Europe/Afrique : Le
Commerce en panne, la Coopération prise en otage: Réflexions sur la
contribution du Président Wade sur les relations UE/Afrique
Dans une tribune publiée dans la presse sénégalaise le 19 Novembre
dernier et intitulée « Europe-Afrique : La coopération en panne », le
président de la République du Sénégal donne un avis sur les Accords de
Partenariat Economique (APE) entre l'Union Européenne et les pays
africains et propose comme alternative des Accords de Partenariat pour
le Développement (APD). Dans les lignes qui suivent, nous nous
évertuons à donner notre point de vue sur les questions soulevées. Nous
avons pris le parti de nous focaliser exclusivement sur les aspects
juridiques des questions commerciales abordées. Ce faisant, nous
laissons les questions purement économiques de la contribution à la
compétence d'experts mieux outillés dans ce domaine.
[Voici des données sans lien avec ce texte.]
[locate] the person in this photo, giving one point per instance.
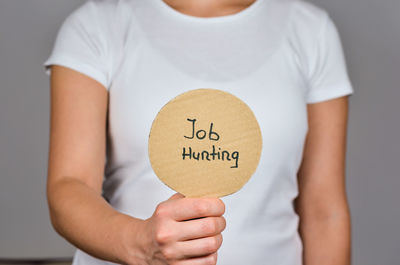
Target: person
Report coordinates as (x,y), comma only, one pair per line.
(115,63)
I. Questions générales soulevées par la proposition
1. L'importance de conclure un accord au plus tard le 31 Décembre 2007. « La Commission Européenne presse les Etats africains de signer, avant le 31 Décembre 2007, de nouveaux APE. »
Le délai du 31 décembre a été déterminé de façon objective. Il met un
terme à la dérogation de Doha qui prolonge légalement le bénéfice des
préférences commerciales. L'octroi de cette dérogation rétablit la
compatibilité des dispositions préférentielles avec les provisions de
l'article XXIV du GATT/OMC. Le problème est que l'UE a laissé perler
l'interprétation de ce délai comme une date fatidique au-delà de
laquelle, tout rapport commercial avec l'Afrique serait légalement
proscrit et exposerait celle-ci à des difficultés économiques
supplémentaires et au risque de se faire attraire au règlement des
différents par d'autres pays membres de l'OMC. C'est une manœuvre
politique de négociations malheureusement perçue par certains
protagonistes comme l'existence d'un money time à optimiser en vue d'un
accord économique salvateur. Il s'agit en réalité d'un délai passif de
rémission qui coïncide au renoncement à une alternative peu crédible en
l'état plutôt qu'un délai actif articulé autour d'une obligation
d'action, quelque soient les méfaits qui en découleraient. Il n'y a
donc aucune obligation, ni pour l'Union Européenne, ni pour les Etats
africains de signer un Accord au 31 Décembre 2007.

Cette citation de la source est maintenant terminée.